All that having only been raised about 18 months ago!

I'm eager to connect with Brethren around the country and always ready to learn. Thanks to the admins for creating and keeping this site up, I've just discovered it and liked what I saw here!

Bro. MaineMason


----------



## Levelhead (Sep 4, 2014)

Welcome!


----------



## MaineMason (Sep 4, 2014)

Thank you! You'd think I was at Lodge all the time, and this month, I AM! However, it will be fun to hang out here. York Rite folks might be interested in knowing that I'll be taking my Royal Arch degree in an actual quarry! While I find the YR degrees, so far, deeply meaningful, I joined Scottish Rite first (at the Lodge in Massachusetts where my father took his SR degrees) due to family history. However, since our Blue Lodge also has Chapter and I am working the chairs, I thought it would be a good idea to do at least the RA degrees so that, if I ever do end up in the East, I understand. Well, that's how I thought about it until I started York Rite. So far, I'm extremely impressed with what I have learned about the Craft. 

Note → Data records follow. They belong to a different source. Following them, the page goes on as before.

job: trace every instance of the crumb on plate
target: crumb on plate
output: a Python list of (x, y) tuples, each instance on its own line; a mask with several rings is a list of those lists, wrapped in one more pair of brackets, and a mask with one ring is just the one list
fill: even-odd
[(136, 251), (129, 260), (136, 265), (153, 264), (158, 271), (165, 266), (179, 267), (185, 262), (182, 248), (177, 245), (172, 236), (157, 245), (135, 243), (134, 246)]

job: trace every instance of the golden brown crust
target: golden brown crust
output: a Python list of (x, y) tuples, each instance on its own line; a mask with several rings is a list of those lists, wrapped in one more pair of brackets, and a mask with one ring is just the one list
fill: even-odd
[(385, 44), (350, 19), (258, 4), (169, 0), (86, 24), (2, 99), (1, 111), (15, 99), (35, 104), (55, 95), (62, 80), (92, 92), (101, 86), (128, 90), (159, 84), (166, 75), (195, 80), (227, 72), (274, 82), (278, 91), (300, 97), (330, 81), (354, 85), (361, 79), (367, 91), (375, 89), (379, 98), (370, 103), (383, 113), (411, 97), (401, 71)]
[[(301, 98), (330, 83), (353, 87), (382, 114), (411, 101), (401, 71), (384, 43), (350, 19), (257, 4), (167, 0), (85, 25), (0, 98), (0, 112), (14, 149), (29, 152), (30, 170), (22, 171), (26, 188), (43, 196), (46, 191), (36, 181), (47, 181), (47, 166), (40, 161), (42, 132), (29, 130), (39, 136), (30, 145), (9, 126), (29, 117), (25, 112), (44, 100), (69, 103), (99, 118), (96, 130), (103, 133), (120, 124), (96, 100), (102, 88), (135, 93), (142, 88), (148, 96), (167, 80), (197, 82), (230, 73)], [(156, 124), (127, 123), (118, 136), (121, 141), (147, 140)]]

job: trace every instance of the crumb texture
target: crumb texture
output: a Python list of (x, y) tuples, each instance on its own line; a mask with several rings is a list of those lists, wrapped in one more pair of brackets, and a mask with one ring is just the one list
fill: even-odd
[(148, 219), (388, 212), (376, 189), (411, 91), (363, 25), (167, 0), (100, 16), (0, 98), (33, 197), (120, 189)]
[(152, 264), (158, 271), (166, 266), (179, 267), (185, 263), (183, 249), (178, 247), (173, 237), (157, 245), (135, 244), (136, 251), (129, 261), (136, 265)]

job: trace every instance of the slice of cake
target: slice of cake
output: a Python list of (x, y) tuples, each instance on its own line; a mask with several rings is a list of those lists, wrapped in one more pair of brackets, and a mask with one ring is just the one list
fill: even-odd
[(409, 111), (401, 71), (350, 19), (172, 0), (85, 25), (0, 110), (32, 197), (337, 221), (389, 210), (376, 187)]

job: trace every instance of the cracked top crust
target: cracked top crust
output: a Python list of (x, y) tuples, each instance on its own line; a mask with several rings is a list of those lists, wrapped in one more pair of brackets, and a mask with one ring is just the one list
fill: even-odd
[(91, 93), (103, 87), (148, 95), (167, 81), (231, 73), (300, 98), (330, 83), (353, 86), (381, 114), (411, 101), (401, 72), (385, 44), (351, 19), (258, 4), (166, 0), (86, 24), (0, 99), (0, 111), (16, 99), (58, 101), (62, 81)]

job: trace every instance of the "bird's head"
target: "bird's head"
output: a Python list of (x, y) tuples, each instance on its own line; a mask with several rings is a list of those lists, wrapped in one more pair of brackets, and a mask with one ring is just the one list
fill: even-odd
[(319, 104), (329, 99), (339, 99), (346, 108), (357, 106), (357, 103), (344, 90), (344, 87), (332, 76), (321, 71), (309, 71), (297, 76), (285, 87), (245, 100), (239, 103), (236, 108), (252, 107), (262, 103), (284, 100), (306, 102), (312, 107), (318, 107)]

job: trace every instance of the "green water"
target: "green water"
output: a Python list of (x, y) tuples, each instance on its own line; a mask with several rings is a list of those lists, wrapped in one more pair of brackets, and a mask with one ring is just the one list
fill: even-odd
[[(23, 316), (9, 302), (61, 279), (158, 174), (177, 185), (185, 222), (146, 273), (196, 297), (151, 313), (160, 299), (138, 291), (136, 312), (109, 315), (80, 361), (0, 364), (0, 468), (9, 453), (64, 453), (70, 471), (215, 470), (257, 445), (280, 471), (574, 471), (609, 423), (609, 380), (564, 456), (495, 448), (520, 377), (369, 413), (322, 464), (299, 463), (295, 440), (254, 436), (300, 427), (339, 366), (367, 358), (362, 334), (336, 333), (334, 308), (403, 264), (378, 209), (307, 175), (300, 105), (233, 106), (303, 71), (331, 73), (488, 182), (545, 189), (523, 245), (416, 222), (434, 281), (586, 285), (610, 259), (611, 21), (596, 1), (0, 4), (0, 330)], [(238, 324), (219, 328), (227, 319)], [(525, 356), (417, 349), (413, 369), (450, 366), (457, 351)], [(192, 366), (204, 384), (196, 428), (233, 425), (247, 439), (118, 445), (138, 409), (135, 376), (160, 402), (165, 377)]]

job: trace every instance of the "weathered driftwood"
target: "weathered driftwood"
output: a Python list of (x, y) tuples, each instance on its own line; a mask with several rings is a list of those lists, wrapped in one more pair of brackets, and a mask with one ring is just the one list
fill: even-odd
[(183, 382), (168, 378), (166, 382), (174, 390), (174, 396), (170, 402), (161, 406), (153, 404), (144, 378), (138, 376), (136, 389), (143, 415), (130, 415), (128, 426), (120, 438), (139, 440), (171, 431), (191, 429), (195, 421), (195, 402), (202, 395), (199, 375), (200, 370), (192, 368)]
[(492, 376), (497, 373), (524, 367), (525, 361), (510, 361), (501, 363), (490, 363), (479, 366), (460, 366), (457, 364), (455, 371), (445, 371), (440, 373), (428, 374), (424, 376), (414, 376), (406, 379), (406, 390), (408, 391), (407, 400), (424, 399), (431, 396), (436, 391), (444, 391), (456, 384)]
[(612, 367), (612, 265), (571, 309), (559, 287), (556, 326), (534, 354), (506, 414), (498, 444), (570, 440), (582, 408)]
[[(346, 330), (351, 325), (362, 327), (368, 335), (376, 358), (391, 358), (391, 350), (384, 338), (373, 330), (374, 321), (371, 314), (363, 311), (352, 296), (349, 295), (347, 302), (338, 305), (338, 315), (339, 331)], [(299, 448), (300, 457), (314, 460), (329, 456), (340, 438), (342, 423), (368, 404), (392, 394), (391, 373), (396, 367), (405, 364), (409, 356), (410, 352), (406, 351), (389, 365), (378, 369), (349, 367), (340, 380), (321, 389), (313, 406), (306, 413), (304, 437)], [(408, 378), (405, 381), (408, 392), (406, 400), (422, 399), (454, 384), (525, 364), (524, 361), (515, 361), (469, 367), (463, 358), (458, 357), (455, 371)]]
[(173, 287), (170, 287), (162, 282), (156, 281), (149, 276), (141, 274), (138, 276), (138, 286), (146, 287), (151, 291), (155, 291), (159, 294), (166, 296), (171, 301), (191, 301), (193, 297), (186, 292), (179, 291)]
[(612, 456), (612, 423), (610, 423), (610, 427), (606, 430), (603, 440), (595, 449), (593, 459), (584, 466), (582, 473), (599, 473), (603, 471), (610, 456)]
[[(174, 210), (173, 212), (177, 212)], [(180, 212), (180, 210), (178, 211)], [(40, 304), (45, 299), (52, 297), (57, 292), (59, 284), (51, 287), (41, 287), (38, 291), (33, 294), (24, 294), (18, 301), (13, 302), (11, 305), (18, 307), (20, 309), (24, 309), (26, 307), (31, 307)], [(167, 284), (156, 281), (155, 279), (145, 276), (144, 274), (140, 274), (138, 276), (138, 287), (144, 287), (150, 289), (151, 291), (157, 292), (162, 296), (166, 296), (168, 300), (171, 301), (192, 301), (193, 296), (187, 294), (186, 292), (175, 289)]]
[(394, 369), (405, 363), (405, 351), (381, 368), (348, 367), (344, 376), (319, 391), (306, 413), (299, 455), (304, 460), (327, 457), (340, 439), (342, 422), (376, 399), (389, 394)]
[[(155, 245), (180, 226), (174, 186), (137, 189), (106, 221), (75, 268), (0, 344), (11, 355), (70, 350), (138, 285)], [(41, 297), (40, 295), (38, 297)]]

In case anyone's interested, our Blue Lodge is interesting in that the number of members and officers under 50 is quite large, including our last two Past Masters. That's what it takes, and people willing to work the chairs, to keep the Craft alive. Maine is teeming with new Masons, and our new DeMolay chapter just got four new applicants.


----------



## KSigMason (Sep 5, 2014)

Greetings and welcome. Enjoy the rituals in the quarry; that sounds fun. I am in both Rites, but I am much more active in the York Rite.


----------



## Mike Martin (Sep 5, 2014)

Hello from England


----------



## Benjamin Baxter (Sep 5, 2014)

Welcome brother. We are glad you found the site. There are many brothers from different areas of the world in here.  I am from the Dallas-Fort Worth area of Texas. Seems like you have accomplished alot in a short amount of time, that is awesome.  Our beloved fraternity is blessed to have added a passionate brother to it.


----------



## goomba (Sep 5, 2014)

Welcome to the site.


----------



## Bro. Stewart P.M. (Sep 6, 2014)

Welcome aboard, glad that you are here!


----------



## Warrior1256 (Sep 7, 2014)

Welcome, always glad to have another brother here.


----------



## Companion Joe (Sep 7, 2014)

Welcome


----------



## MaineMason (Sep 7, 2014)

Companion Joe said:


> Welcome





Companion Joe said:


> Welcome



As far as we know, this will be the last Royal Arch degree given at the quarry and it has been a big deal in York Rite in Maine for decades. Our H.P. who is also the outgoing W.M. of our blue lodge wants to make sure the four of us go through it and everyone says it's THE degree to do in that way. He's my mentor, and the one who put me in the line at Blue Lodge. He may retire, but he'll always be my mentor. I'll write about it at the end of the month, when it happens!


----------



## MaineMason (Sep 7, 2014)

Some day, I would like to attend a UGLE lodge when visiting the UK. As involved as I am though I fear that I might make a mistake on something and not be admitted to sit in lodge. Even in the US the F.P.O.F. vary, though the G.L. of Maine, apparently, uses a very ancient rite inherited from the G.L. of Massachusetts, inherited from England.


----------



## MaineMason (Sep 8, 2014)

Mike Martin said:


> Hello from England


Thanks for the greetings from the UK! My great-grandfather was raised in an English lodge, though I'd have to go look at exactly where, but it would have been in Birmingham.


----------